On Wed, Sep 4, 2013 at 2:54 PM, Luke Scott <
lu...@visionlaunchers.com> wrote:
> Who is responsible for clearing "char *p" or "void *data"? If I am
> responsible, when? Where - from C free(), or from Go C.free()? After the
> function call? Does Go make a copy of the memory?
It depends on who allocated the memory.
If Go allocated the memory, it is in an area managed by the garbage
collector, and thus it will be deallocated automatically at some point
after the last reference in Go land is dead. That means you cannot
trust the string to be alive in C land, unless you're sure there's a
reference in Go land to the same string.
If C allocated the memory, it must be explicitly freed. That said, Go
has no idea about whether the memory is there or not.. it will simply
trust it to be there for as long as the string is alive, because
that's the normal behavior with strings it allocates internally. If
you explicitly free the memory backing the string while there is still
a references to in Go land, the program will crash or misbehave
arbitrarily when the string is touched again (and people will be very
angry :-).
Note that this is very implementation dependent. Although these
details are unlikely to change imminently, they can change without
much notice.
> If GoString and GoSlice is allocated to the heap instead of the C function
> stack, do I need to clear this as well?
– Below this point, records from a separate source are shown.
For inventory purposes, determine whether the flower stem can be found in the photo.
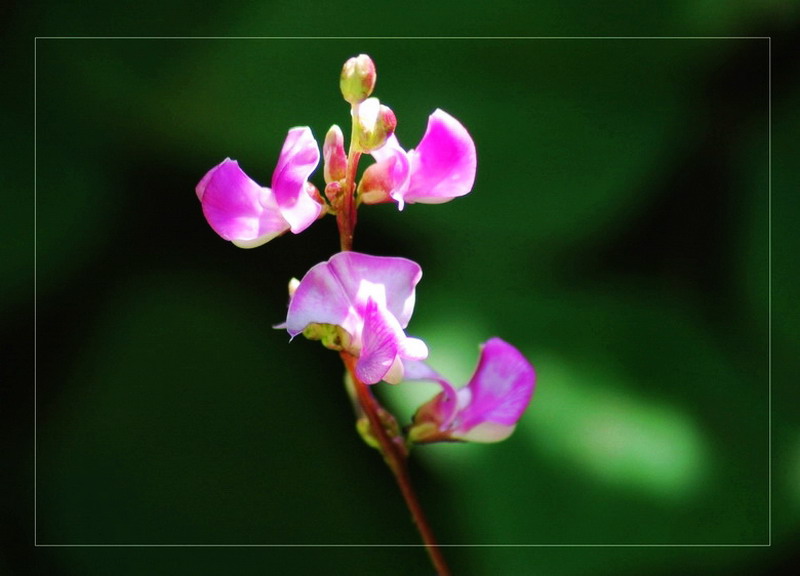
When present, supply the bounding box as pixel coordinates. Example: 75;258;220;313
341;351;450;576
336;116;361;252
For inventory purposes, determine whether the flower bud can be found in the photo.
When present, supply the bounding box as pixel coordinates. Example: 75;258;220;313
358;158;395;204
339;54;376;105
352;98;397;152
322;124;347;184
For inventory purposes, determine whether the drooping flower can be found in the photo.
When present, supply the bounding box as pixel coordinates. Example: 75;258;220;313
195;126;323;248
285;252;428;384
405;338;535;443
359;109;477;210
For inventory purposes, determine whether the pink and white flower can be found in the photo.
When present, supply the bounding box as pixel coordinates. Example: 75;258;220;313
195;127;323;248
405;338;536;443
285;252;428;384
359;109;477;210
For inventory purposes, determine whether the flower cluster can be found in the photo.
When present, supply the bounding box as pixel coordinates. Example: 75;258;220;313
196;55;535;443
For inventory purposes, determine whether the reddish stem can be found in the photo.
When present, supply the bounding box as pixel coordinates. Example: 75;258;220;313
341;351;450;576
336;147;361;252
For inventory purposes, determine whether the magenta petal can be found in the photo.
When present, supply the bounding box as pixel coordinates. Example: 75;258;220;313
403;109;477;204
404;360;458;430
322;252;422;328
286;252;422;347
195;158;289;248
356;298;405;384
455;338;535;433
272;126;322;234
367;134;411;210
286;262;360;338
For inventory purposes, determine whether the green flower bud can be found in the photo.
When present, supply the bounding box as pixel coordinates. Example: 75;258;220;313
339;54;376;105
352;98;397;152
322;124;347;184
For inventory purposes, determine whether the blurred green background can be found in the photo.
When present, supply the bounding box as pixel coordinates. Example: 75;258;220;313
6;2;800;575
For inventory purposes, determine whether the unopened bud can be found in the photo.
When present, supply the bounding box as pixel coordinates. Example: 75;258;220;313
339;54;376;105
353;98;397;152
322;124;347;184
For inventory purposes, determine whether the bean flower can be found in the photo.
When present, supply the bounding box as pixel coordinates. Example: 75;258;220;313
359;109;477;210
405;338;536;444
195;127;324;248
195;54;535;576
285;252;428;384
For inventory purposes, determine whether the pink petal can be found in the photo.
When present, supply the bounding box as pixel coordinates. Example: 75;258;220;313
286;252;424;346
272;126;322;234
362;134;411;210
195;158;289;248
404;361;457;430
286;262;360;338
322;252;422;328
403;109;477;204
356;298;405;384
455;338;535;433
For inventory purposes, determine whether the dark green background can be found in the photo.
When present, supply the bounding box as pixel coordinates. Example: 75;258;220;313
6;3;800;575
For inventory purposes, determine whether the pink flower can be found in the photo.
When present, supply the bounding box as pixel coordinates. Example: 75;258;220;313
405;338;535;443
359;109;477;210
195;127;322;248
285;252;428;384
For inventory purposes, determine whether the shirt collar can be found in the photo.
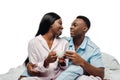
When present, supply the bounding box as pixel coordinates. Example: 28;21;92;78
69;36;89;49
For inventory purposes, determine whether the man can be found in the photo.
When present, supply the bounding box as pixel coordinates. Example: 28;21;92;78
23;16;104;80
56;16;104;80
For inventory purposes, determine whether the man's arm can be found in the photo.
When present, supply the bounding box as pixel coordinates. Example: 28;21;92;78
65;51;104;78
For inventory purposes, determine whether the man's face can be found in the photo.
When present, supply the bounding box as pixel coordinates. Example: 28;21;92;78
70;19;87;37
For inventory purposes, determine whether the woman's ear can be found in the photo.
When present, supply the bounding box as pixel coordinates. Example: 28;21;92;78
83;27;88;32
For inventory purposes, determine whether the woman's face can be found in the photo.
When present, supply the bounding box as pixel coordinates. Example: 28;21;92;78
51;19;63;36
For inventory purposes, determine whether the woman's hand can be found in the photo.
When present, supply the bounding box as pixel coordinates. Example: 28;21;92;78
44;51;57;67
58;57;66;66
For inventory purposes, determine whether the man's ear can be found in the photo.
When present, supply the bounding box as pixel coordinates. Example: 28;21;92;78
83;27;88;32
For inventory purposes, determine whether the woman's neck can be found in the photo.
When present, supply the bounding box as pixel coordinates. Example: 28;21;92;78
43;33;55;49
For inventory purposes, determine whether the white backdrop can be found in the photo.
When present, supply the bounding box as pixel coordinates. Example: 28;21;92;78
0;0;120;74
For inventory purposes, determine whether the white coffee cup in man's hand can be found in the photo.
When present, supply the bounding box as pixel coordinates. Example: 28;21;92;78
56;50;65;58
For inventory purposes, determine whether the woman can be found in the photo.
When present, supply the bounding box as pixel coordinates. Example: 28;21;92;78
20;12;68;80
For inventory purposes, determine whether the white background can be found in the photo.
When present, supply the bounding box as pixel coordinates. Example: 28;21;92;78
0;0;120;74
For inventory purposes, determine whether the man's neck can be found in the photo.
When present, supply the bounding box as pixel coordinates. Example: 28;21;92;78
73;36;85;50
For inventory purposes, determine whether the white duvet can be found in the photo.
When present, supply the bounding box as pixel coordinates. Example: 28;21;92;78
0;53;120;80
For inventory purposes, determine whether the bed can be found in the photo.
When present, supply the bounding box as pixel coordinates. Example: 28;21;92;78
0;53;120;80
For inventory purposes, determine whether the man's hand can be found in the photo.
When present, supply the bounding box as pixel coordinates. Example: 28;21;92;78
65;51;85;66
27;63;40;76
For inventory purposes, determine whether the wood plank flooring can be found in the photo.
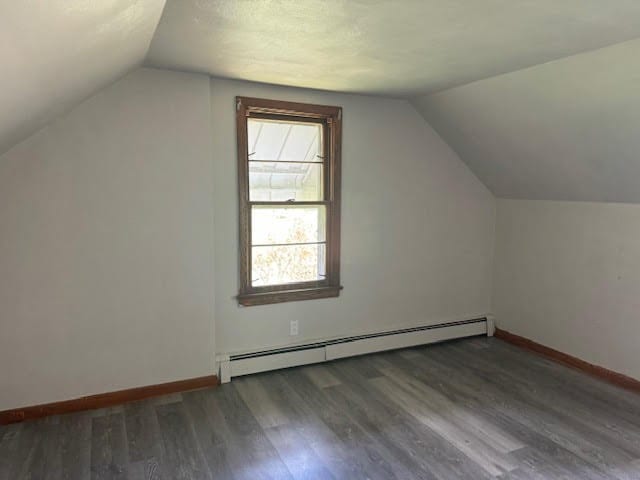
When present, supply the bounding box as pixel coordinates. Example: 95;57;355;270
0;338;640;480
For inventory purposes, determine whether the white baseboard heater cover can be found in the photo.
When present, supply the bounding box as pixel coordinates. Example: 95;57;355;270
219;318;493;383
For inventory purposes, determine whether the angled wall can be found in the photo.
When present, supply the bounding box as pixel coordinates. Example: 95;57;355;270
0;69;215;410
414;40;640;203
211;79;495;353
493;200;640;379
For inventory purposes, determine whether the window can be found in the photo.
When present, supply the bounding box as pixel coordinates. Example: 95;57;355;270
236;97;342;305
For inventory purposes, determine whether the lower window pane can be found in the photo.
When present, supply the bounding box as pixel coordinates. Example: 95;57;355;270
251;243;326;287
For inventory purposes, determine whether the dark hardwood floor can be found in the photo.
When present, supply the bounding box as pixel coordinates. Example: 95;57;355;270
0;338;640;480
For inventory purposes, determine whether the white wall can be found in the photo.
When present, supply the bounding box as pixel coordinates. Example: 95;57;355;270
0;69;495;410
0;69;214;410
211;79;495;353
493;200;640;378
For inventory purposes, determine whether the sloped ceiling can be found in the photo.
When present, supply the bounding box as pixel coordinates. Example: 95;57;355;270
0;0;640;203
147;0;640;96
414;40;640;203
0;0;164;153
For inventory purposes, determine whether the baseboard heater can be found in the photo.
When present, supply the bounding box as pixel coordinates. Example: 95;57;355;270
218;317;494;383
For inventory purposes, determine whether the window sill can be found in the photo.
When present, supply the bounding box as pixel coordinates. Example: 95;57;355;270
236;286;342;307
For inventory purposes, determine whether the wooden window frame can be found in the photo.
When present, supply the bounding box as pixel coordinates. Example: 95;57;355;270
236;97;342;306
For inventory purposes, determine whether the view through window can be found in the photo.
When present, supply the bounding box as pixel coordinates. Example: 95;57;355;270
237;98;341;305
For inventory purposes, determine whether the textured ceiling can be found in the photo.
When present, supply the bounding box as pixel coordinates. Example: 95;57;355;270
414;40;640;203
0;0;640;203
147;0;640;96
0;0;164;153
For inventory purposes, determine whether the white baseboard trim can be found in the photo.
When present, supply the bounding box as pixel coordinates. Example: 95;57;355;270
217;318;494;383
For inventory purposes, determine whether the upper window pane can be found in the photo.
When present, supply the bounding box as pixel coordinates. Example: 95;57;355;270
247;118;323;162
249;161;323;202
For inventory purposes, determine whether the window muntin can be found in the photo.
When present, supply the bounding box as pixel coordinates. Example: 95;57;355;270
237;97;341;305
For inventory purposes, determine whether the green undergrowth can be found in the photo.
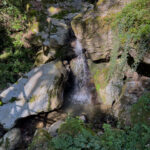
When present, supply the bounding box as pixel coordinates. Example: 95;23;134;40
108;0;150;78
131;92;150;126
28;117;150;150
0;0;39;89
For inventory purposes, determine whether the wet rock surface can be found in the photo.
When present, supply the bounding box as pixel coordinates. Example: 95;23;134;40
0;62;67;129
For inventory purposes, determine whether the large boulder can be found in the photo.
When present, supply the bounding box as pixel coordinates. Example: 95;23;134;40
89;60;150;125
0;128;21;150
0;61;66;129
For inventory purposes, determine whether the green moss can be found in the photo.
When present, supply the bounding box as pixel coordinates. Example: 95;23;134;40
109;0;150;72
52;8;77;19
28;129;51;150
0;100;3;106
29;95;37;103
94;68;109;91
131;93;150;125
9;97;18;103
51;26;57;33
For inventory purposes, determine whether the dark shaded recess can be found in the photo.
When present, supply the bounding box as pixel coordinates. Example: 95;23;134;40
0;125;7;138
89;110;118;130
84;0;98;4
62;71;75;102
128;55;150;77
15;112;59;150
93;58;110;64
55;28;76;61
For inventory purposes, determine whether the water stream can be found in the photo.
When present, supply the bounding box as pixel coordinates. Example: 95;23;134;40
64;40;92;114
70;40;91;104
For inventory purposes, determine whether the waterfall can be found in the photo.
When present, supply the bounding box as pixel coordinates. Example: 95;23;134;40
69;40;91;104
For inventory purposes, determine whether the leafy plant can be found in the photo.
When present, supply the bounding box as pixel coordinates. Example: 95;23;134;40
110;0;150;78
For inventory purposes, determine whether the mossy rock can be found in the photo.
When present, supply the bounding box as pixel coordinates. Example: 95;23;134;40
28;129;51;150
131;92;150;125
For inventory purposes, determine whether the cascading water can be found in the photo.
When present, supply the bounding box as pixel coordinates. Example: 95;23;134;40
69;40;91;104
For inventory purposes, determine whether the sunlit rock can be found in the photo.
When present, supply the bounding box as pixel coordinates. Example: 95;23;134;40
0;61;66;129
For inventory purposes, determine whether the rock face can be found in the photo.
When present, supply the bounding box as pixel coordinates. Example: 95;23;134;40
71;0;134;61
48;120;65;137
0;61;66;129
0;128;21;150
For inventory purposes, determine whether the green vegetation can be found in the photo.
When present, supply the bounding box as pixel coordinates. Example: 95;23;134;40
29;117;150;150
0;0;35;89
111;0;150;77
131;93;150;126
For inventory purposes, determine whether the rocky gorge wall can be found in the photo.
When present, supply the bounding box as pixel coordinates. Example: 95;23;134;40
0;0;150;150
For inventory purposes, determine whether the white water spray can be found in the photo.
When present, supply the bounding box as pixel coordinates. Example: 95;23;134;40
70;40;91;104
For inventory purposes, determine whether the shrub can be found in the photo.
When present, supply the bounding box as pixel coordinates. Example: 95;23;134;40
108;0;150;77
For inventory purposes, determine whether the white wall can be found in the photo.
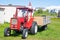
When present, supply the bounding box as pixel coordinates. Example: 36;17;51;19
2;7;16;22
0;9;4;24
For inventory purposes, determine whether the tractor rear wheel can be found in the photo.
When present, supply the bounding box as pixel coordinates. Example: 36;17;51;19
30;22;38;34
42;25;47;30
22;29;28;39
4;28;11;36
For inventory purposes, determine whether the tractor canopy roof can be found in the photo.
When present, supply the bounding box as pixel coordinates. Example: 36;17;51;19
16;6;33;11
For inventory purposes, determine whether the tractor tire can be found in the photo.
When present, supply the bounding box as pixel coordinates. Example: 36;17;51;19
4;28;11;36
42;25;47;30
22;29;28;39
30;22;38;34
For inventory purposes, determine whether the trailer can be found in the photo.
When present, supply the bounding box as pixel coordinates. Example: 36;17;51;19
34;15;51;29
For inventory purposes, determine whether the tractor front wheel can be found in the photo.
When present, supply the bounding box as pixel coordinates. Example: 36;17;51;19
4;28;11;36
22;29;28;39
30;22;38;34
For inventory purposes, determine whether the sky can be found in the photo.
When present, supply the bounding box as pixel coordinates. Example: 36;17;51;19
0;0;60;7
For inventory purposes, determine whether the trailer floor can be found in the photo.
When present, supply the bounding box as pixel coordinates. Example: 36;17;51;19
0;18;60;40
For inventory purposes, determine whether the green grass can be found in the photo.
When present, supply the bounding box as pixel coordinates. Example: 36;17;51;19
0;18;60;40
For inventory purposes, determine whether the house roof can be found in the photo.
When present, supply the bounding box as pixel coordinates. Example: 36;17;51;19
0;5;23;7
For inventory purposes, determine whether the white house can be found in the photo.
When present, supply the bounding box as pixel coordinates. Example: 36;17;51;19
0;5;24;24
0;5;32;24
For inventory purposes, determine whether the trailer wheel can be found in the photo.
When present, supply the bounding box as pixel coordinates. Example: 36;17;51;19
22;29;28;39
42;25;47;30
30;22;38;34
4;28;11;36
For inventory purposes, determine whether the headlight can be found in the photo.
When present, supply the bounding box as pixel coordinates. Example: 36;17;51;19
12;19;17;24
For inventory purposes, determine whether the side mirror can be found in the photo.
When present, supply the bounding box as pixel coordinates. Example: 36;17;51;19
13;14;15;18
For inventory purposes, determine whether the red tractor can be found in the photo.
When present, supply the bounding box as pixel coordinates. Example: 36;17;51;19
4;7;38;38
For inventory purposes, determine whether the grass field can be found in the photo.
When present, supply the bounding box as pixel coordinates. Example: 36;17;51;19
0;18;60;40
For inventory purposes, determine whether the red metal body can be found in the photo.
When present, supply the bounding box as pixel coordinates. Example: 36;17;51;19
10;7;34;30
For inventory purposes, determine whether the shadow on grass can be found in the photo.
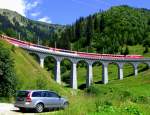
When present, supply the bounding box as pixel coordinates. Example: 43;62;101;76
94;80;103;84
11;108;61;114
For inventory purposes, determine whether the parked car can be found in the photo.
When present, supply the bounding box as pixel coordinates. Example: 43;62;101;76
14;90;69;112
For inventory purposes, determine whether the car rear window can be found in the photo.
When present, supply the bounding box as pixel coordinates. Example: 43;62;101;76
17;91;29;97
32;91;42;97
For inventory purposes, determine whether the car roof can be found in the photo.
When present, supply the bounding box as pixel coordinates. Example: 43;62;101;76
18;90;54;92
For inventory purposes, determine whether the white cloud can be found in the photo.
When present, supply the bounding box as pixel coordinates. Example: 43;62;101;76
30;12;41;17
38;16;52;23
0;0;26;16
0;0;40;16
26;1;40;10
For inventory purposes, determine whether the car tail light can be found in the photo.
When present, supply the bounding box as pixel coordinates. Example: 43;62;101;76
26;92;32;102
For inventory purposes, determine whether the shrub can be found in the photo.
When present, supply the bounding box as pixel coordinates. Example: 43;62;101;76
124;106;142;115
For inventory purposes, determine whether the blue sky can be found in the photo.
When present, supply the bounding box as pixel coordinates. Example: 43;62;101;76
0;0;150;24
What if I have a []string that needs
> to be constructed?
The details are similar to the above.
> Lastly, how do I construct a []interface{}? The []interface{} needs to
> contain string, int, uint, bool, and C.object. Would I be better off using
> unsafe.Pointer with uintptr to transverse the "array" of items (using a
> union struct, or something)?
I would do that from Go instead of doing it from C.